Sunday, January 22, 2017

The spreadsheet is a dinosaur

Spreadsheets are dinosaurs. Or more specifically, our current notion of a spreadsheet is dinosaur, a relic from a previous age.

Its not that spreadsheets have not changed. They have changed over the years, mostly by accumulation. Features have been added but core concepts have remained the same.

The original spreadsheet was Visicalc, written for the Apple II in the late 1970s. And while spreadsheets have expanded their capacity and added charts and fonts and database connections, the original concept -- a grid of values and formulas -- has not changed. If we had a time machine, we could pluck a random Visicalc user out of 1979, whisk him to 2017, put him in front of a computer running the latest version of Excel, and he would know what to do. (Aside, perhaps, from the mouse or the touchscreen.)

Spreadsheets are quite the contrast to programming languages and IDEs, which have evolved in that same period. Programming languages have acquired discipline. IDEs have improved editing, syntax highlighting, and debugging.

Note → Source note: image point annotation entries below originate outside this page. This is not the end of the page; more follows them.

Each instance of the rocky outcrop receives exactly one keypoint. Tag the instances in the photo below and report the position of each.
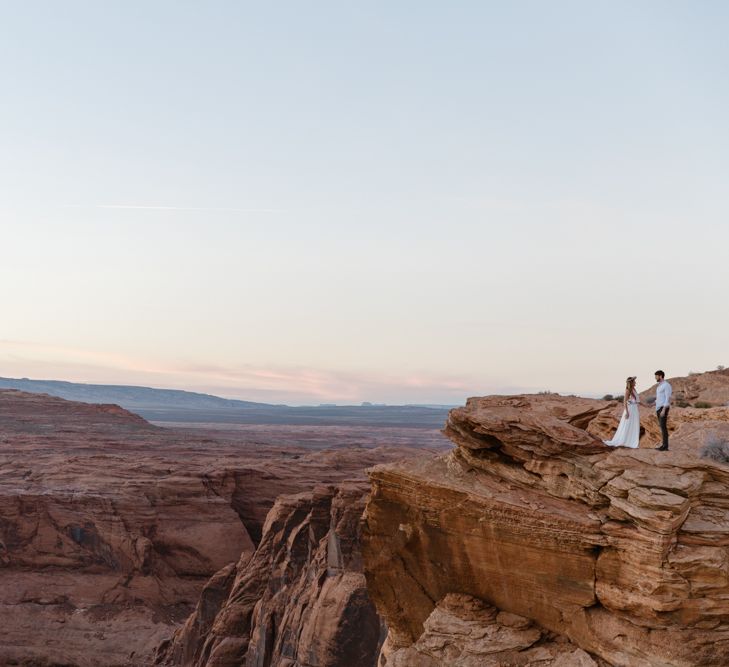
(299, 601)
(110, 526)
(462, 631)
(623, 552)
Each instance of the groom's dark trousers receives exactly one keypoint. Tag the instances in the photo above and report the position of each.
(662, 415)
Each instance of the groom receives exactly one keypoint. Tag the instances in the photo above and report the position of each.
(663, 405)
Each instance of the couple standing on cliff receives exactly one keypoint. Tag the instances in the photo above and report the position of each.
(628, 431)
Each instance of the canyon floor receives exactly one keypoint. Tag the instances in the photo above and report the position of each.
(515, 537)
(110, 525)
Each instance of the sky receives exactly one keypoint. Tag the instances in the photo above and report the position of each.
(401, 202)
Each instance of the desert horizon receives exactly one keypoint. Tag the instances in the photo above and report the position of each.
(384, 334)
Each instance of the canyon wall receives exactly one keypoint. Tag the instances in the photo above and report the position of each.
(624, 553)
(299, 601)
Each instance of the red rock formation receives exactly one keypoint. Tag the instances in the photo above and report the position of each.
(462, 631)
(300, 600)
(110, 527)
(625, 552)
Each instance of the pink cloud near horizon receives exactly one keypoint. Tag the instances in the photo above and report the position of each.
(297, 385)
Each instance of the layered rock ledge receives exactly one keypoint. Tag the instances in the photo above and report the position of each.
(623, 552)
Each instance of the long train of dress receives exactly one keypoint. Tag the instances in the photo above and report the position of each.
(628, 432)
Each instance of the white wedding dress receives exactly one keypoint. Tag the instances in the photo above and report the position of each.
(628, 431)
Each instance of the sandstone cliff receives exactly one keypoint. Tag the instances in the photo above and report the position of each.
(625, 553)
(299, 601)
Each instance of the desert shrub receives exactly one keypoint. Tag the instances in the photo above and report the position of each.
(716, 449)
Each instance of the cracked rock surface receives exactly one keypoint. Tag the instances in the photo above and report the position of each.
(624, 552)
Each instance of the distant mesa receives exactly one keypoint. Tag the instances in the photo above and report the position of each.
(175, 405)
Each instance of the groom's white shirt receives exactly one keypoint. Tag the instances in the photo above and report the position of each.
(663, 395)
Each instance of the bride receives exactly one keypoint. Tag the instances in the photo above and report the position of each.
(628, 431)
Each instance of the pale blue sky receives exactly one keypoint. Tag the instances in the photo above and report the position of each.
(387, 201)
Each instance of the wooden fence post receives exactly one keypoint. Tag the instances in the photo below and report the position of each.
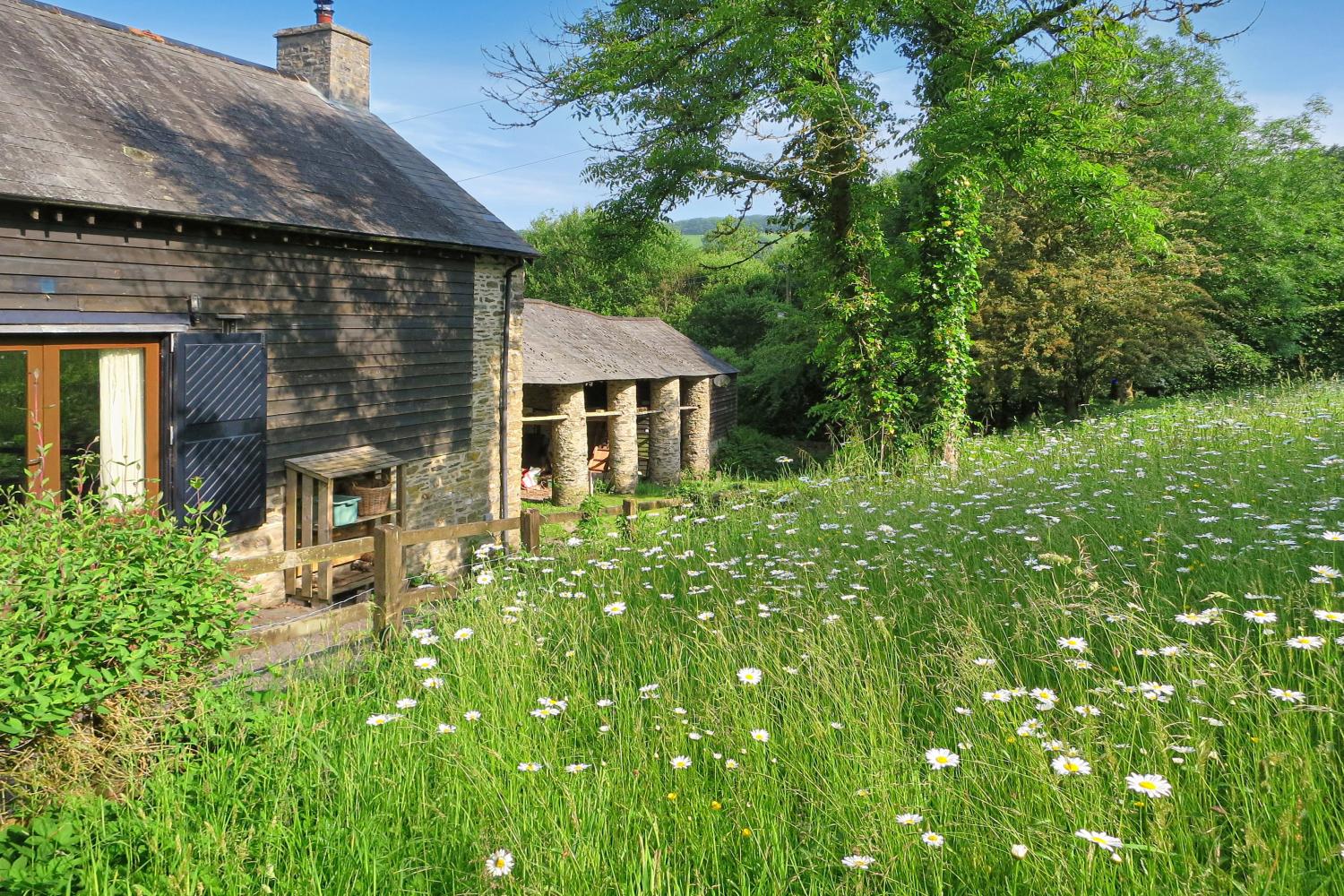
(629, 509)
(387, 579)
(531, 525)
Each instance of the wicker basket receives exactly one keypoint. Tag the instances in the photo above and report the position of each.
(374, 498)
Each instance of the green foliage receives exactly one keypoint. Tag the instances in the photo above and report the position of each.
(703, 226)
(890, 603)
(589, 261)
(39, 857)
(99, 598)
(1322, 339)
(1064, 314)
(754, 454)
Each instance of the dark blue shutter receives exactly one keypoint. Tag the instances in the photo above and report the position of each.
(220, 426)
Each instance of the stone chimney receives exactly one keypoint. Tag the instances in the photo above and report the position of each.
(332, 59)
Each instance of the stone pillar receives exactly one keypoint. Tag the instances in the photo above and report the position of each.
(569, 446)
(695, 427)
(623, 465)
(666, 433)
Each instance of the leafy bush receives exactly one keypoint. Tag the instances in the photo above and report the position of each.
(39, 857)
(96, 598)
(1322, 339)
(747, 452)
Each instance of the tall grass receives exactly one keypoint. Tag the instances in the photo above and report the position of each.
(881, 611)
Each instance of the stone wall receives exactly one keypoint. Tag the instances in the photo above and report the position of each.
(696, 452)
(444, 489)
(332, 59)
(666, 432)
(623, 465)
(569, 446)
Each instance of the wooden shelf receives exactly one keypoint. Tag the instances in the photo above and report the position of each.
(371, 516)
(311, 484)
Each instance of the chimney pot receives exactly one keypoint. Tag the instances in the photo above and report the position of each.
(331, 58)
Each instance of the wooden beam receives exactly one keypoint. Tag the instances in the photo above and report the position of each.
(387, 579)
(284, 560)
(460, 530)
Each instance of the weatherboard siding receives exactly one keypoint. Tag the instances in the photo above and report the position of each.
(365, 347)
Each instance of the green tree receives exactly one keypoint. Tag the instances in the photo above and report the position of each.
(588, 261)
(669, 88)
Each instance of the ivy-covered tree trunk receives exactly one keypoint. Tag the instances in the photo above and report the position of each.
(951, 249)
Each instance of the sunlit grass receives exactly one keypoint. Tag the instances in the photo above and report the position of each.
(866, 602)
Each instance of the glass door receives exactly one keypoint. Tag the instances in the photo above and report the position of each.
(78, 417)
(16, 447)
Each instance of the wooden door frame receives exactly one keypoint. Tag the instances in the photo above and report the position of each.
(45, 426)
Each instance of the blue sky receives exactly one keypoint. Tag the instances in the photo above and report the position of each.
(427, 56)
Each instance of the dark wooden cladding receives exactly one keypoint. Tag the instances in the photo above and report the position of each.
(365, 347)
(723, 410)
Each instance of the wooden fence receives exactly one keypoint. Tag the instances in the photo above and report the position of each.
(389, 544)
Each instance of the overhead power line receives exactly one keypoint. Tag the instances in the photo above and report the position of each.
(535, 161)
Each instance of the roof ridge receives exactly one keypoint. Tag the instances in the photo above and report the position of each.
(591, 314)
(129, 31)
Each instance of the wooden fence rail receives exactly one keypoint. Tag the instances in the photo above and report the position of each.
(389, 544)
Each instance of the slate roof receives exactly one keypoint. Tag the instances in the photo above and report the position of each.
(567, 346)
(93, 115)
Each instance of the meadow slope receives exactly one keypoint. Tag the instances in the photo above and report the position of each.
(1116, 645)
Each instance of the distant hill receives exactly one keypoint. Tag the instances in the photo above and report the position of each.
(701, 226)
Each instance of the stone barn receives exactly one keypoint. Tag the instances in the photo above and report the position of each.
(231, 282)
(618, 398)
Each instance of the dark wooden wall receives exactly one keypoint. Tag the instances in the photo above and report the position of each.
(365, 347)
(723, 409)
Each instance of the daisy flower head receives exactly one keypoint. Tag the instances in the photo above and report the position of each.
(940, 758)
(1099, 839)
(499, 864)
(750, 676)
(1070, 766)
(1150, 786)
(1305, 642)
(1202, 618)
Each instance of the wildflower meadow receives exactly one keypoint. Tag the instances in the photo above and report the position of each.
(1101, 659)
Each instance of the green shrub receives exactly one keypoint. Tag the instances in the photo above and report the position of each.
(39, 857)
(1322, 339)
(96, 598)
(752, 452)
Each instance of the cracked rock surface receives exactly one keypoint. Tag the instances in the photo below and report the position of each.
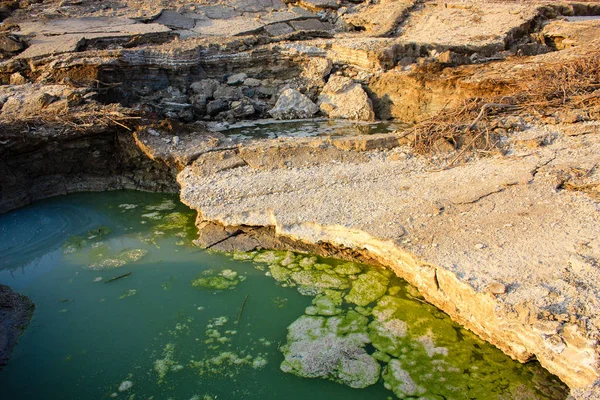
(459, 234)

The development process has shifted from "waterfall" to "agile" methods.

Could we improve spreadsheets as we have improved programming languages?

Let's begin by recognizing that improvements are subjective, for both spreadsheets and programming languages. Pascal's adherence to structured programming concepts was lauded as progress by some and decried as oppressive by others. Users of spreadsheets are probably just as opinionated as programmers, so let's avoid the term "improvement" and instead focus on "rigor": Can we improve the rigor of spreadsheets, and assume that improved rigor is accepted as a good thing?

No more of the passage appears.